The model is structured by below three components: (Figure 3) ${\displaystyle Edits=EditsByTrend+EditsByYearlySeasonality+EditsByExtraRegressors}$ ${\displaystyle (gawiki,ruwiki,scnwiki,yiwiki,ptwikivoyage)}$

However, this model has room to improve. We discovered autocorrelation in residuals with one month lagging (Appendix B, table3). Given that Prophet is a wrapped model solution, to fine tune the model (for example, to include an autoregressive component) we have to consider some other statistical models with more flexibility. It could be our next step to consider.

# Forecast

With the above trained model, we forecasted five months (from October 2020 to February 2021) edits without intervention. (Figure 4)

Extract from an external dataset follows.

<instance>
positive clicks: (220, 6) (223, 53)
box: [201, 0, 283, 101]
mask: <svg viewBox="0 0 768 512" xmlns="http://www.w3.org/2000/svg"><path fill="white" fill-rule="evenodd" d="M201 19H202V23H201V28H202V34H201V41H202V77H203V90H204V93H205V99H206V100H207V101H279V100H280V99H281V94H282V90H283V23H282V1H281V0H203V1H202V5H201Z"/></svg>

The black dots are the historical data in the pre-intervention period. Blue line and blue area are estimation and its 95% prediction interval. Red line is the actual edits after intervention. The actual number of edits is within the 95% prediction interval. In Appendix A Table1, the estimated absolute intervention impact (Actual - Prediction without intervention ) is not constantly below 0, -- meaning there is no evidence of edits decreasing due to intervention specifically.

# Conclusion

As mentioned in the forecast session, we did not see the actual edits in the post-intervention period are significantly lower than the predicted edits without intervention. This statistical analysis presents evidence against the hypothesis that turning off IP editing negatively impacted editing activity. However, as mentioned in the model selection session, the current model has some limitations and room for improvement. A more accurate forecasting model may be able to yield results favoring the hypothesis. Furthermore, with more interventions - especially in a randomized controlled experiment design - would help us learn more about the relationship between IP editing and editing activity.

# Appendix A: Forecast

Table 1: Intervention Impact
Month Prediction

w/o intervention

Prediction Lower Limit

(95% PI)

Prediction Upper Limit

(95% PI)

Actual

w/ intervention

Absolute

intervention impact

Relative

intervention impact

2020-10-01 181569 154498 208989 183585 2016 1.11%
2020-11-01 182536 155625 208771 172090 -10446 -5.72%
2020-12-01 158032 128804 182893 179582 21550 13.64%
2021-01-01 207637 181810 233151 180340 -27297 -13.15%
2021-02-01 185493 158854 212808 165528 -19965 -10.76%

# Appendix B: Model Diagnostics

Table 2: Cross Validation
Horizon MAPE
1 month 10.99%
2 months 7.77%
3 months 10.59%
4 months 8.44%
5 months 11.73%
Table 3: Residual Check
Assumption Diagnostic method Conclusion
Normality Histogram Histogram is fairly bell-shaped, normality assumption holds.
Kolmogorov-Smirnov test P value=0.875 > 0.05,

normality assumption holds

Linearity Residual plot Residual plot has no obvious pattern. Linearity assumption holds.
Constant variance (Homoscedasticity) Residual plot Residual plot has no obvious pattern. Constant variance assumption holds.
Autocorrelation Durbin-Watson test Durbin-Watson statistic=1.008, positive autocorrelation is affecting the model
ACF-test ACF lag 1 stands out. There is autocorrelation in residuals.